Volto. Ao que me investe de ímpeto e de afecto. Volto. Ao rumor das linhas solitárias. De vertigem e abandono. De solitário aconchego. Volto às minhas crenças. Ao inconformismo, que eu deixei por aqui. Volto como quem volta de uma grande viagem. Como quem, por fim, volta ao colo materno sugando o bico leitoso do seio da mãe. Volto-me para contemplar tudo aquilo que eu já contemplei. Ao mesmo argumento, às mesmas dúvidas, à palavra convulsa, impetuosa. Palavra espasmo fora de hora, acrescentando o divino que a gente nunca sabe se existe. Palavra que sai fora de todas as lógicas, indo ser livre entre sonhos e esquecimentos. Volto-me para o confuso. Franco. Vazio. Volto para o solitário do poeta.
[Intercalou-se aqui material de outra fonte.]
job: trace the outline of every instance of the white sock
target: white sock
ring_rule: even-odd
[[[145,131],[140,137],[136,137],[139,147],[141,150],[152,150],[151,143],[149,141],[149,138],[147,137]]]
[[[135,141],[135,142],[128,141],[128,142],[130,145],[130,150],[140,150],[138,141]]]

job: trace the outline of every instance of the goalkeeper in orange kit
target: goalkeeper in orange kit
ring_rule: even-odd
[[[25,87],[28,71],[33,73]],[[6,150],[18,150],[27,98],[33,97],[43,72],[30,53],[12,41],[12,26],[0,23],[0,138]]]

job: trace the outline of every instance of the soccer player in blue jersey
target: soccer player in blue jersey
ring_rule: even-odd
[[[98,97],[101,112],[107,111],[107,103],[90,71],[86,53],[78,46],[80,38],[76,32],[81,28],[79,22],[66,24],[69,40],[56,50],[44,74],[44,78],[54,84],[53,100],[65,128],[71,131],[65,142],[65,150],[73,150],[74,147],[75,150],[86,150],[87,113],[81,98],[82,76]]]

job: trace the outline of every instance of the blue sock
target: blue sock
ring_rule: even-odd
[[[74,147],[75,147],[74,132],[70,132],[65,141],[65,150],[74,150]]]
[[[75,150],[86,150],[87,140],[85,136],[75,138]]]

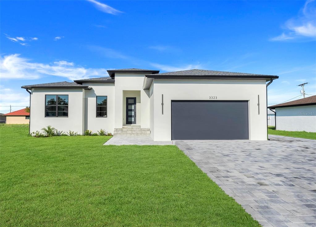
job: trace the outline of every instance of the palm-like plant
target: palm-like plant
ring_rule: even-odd
[[[47,137],[53,136],[55,136],[57,131],[56,129],[53,127],[52,127],[50,125],[48,125],[46,128],[43,128],[42,129],[42,130],[46,134],[46,136]]]

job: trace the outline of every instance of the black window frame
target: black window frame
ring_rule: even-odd
[[[98,106],[98,97],[106,97],[106,106]],[[106,116],[98,116],[98,112],[104,112],[103,111],[98,111],[98,107],[105,107],[106,109]],[[107,117],[107,95],[97,95],[95,97],[95,117]]]
[[[56,96],[56,104],[54,105],[46,105],[46,97],[47,95],[54,95]],[[59,96],[62,95],[66,95],[68,97],[68,105],[58,105],[58,96]],[[44,106],[45,108],[45,111],[44,111],[44,114],[45,115],[45,117],[68,117],[68,116],[58,116],[58,106],[67,106],[68,108],[68,111],[63,111],[63,112],[67,112],[68,113],[68,115],[69,115],[69,95],[64,95],[64,94],[59,94],[59,95],[54,95],[54,94],[49,94],[49,95],[45,95],[45,105]],[[46,106],[55,106],[56,107],[56,116],[47,116],[46,115]],[[60,111],[61,112],[61,111]]]

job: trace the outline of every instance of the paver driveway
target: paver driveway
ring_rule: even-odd
[[[316,226],[316,140],[175,142],[264,226]]]

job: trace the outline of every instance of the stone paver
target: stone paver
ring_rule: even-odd
[[[154,141],[150,136],[114,136],[104,145],[172,145],[173,141]]]
[[[175,144],[264,226],[316,226],[316,140]]]
[[[155,142],[114,136],[105,145],[175,144],[264,226],[316,226],[316,140]]]

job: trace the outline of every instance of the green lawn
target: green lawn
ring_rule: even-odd
[[[268,134],[272,135],[284,136],[286,136],[298,137],[300,138],[311,139],[316,140],[316,132],[295,132],[289,131],[276,130],[274,126],[268,126]]]
[[[0,125],[0,226],[259,226],[175,146]]]

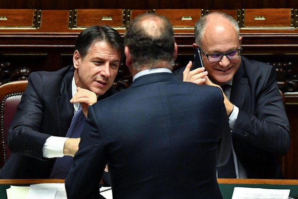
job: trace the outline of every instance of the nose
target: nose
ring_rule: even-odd
[[[226,55],[224,55],[219,64],[223,67],[226,67],[230,64],[230,59]]]
[[[104,65],[102,66],[102,68],[100,70],[100,75],[104,76],[106,77],[109,77],[111,75],[110,73],[110,64],[109,63],[105,63]]]

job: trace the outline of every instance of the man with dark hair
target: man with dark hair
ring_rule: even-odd
[[[68,198],[97,198],[107,163],[114,199],[221,198],[216,167],[231,149],[221,90],[175,78],[177,46],[164,16],[137,16],[124,43],[133,84],[89,107]]]
[[[204,67],[196,60],[197,68],[190,69],[190,63],[183,75],[183,68],[174,73],[186,82],[226,88],[223,94],[233,149],[228,167],[235,172],[223,175],[219,168],[219,177],[282,178],[276,157],[290,147],[290,128],[276,73],[269,64],[241,55],[239,32],[237,21],[225,13],[202,16],[196,24],[193,46]]]
[[[73,66],[32,73],[9,130],[12,153],[0,178],[65,178],[71,163],[63,169],[56,163],[71,162],[80,140],[67,134],[72,118],[80,107],[87,115],[88,106],[117,92],[112,86],[123,57],[119,33],[94,26],[77,37]]]

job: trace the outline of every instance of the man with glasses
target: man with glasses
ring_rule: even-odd
[[[290,129],[275,71],[241,56],[239,32],[237,22],[225,13],[202,16],[195,27],[194,64],[174,73],[184,81],[222,88],[233,144],[226,167],[232,172],[218,168],[218,177],[282,178],[276,157],[290,146]]]

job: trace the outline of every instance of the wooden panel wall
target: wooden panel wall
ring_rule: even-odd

Volto. Mais urgente. Mais afectivo. Como um coreógrafo da mente que dança com o sentimento dos outros. Como uma sombra cansada de sombrear o verde da montanha, escorrendo o verde da tarde. E se eu tento descrever o que vejo, escrevo o verde nos meus versos, que também são de esperança. Ou minto a paisagem e coloro de negro a sombra vegetando o monte. Sem argumento. Sem minúcias.

É para isso que eu volto. Para o verde da tarde. Assombroso. Insuperável. Para a calmaria desse inferno de viver. A palavra esmorecendo. De um vazio sem fundo. E só.